Report Outline
This page defines the renderer-neutral structure for current InvarLock
evaluation reports. It connects the canonical evaluation.report.json payload
to human-readable renderers such as Markdown, HTML, evidence-pack summaries,
and benchmark comparison pages through the same section model.
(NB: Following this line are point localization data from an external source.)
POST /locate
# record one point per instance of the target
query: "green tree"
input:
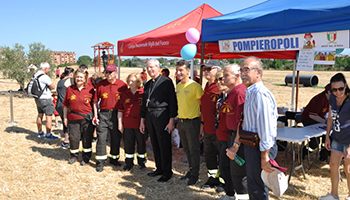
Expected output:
(84, 60)
(38, 53)
(13, 65)
(14, 61)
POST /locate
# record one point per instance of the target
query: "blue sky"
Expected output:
(75, 25)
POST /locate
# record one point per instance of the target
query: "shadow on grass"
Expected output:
(175, 188)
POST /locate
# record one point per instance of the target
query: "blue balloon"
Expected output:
(188, 51)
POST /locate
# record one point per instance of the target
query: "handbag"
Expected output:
(248, 137)
(88, 117)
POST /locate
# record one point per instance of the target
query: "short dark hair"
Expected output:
(183, 62)
(83, 66)
(339, 77)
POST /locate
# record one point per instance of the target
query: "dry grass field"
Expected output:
(34, 168)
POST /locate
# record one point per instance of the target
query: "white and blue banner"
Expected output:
(331, 39)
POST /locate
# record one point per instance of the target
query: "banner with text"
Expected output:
(332, 39)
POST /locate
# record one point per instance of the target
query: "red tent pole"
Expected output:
(202, 62)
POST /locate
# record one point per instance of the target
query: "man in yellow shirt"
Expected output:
(188, 93)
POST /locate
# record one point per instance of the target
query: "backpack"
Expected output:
(34, 88)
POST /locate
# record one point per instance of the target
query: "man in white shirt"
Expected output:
(44, 102)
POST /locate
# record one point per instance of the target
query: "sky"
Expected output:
(76, 25)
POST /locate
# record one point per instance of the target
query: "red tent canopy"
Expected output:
(167, 40)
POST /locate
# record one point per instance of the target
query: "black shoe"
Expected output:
(155, 173)
(193, 180)
(115, 162)
(163, 179)
(211, 183)
(99, 167)
(82, 163)
(188, 175)
(72, 160)
(220, 189)
(142, 166)
(127, 168)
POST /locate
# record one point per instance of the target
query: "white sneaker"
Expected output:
(328, 196)
(227, 197)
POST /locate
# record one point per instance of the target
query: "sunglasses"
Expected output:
(219, 79)
(339, 89)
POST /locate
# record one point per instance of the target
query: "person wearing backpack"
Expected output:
(44, 102)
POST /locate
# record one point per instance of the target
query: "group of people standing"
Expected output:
(232, 97)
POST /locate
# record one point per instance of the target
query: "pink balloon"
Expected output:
(192, 35)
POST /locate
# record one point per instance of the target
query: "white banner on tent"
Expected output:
(275, 43)
(331, 39)
(324, 56)
(306, 60)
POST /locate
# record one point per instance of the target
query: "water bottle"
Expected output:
(240, 161)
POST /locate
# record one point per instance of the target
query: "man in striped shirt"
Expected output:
(260, 116)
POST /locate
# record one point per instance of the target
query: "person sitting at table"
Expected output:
(314, 113)
(338, 123)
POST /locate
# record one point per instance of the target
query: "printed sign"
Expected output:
(331, 39)
(306, 60)
(276, 43)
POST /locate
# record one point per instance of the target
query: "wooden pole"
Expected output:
(202, 62)
(297, 92)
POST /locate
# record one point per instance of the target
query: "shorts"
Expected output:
(336, 147)
(45, 106)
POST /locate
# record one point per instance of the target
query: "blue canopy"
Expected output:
(279, 17)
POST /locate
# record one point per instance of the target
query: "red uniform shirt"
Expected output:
(318, 104)
(78, 101)
(143, 76)
(130, 105)
(90, 82)
(54, 105)
(222, 130)
(234, 105)
(208, 102)
(109, 94)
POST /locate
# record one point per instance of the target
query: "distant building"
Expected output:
(63, 57)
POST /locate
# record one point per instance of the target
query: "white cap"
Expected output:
(276, 181)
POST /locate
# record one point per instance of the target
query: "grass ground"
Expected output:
(33, 168)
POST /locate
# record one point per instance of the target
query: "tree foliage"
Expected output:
(84, 60)
(14, 61)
The outline is implemented by
invarlock.reporting.report_outline.build_evaluation_report_outline.
Purpose
The outline keeps report renderers aligned around the same information architecture. Reports can include:
- policy failures, warning-mode guard movement, and strict warning policies
- causal, MLM, seq2seq, image-text, and MoE evidence lanes
- primary-metric tail checks and measured accuracy floors
- public assurance-basis reports with runtime manifests and model revisions
- guard-value evidence and benchmark-style bare-vs-guarded comparisons
Renderers should use this shared outline for visible section order.
Canonical Section Order
| Section | Purpose | Typical source blocks |
|---|---|---|
| Decision | Overall verdict, evidence mode, model/edit identity, warning count. | validation, assurance, meta, primary_metric, guard_warnings |
| Primary Metric | Task metric, final value, baseline-relative comparison, CI, tail gate. | primary_metric, primary_metric_tail, validation |
| Policy Gates | Hard verify gates and thresholds. | validation, policy_digest, resolved_policy |
| Guard Signals | Guard observations and warnings separate from hard failures. | guard_warnings, invariants, spectral, rmt, variance, moe |
| Benchmark Comparison | Optional bare-vs-guarded scenario deltas. | benchmark_comparison, benchmark, guard_effect_benchmark |
| Evidence And Provenance | Dataset, windows, runtime/policy/provider digests, device, seed. | dataset, provenance, policy_digest, meta, artifacts |
| Technical Appendix | Verbose raw measurements, resolved policy, plugins, artifacts. | plugins, resolved_policy, policy_provenance, system_overhead, classification, structure, artifacts |
The benchmark section is omitted when no benchmark block is present.
Renderer Rules
- Keep policy failures, guard warnings, and guard-value evidence distinct.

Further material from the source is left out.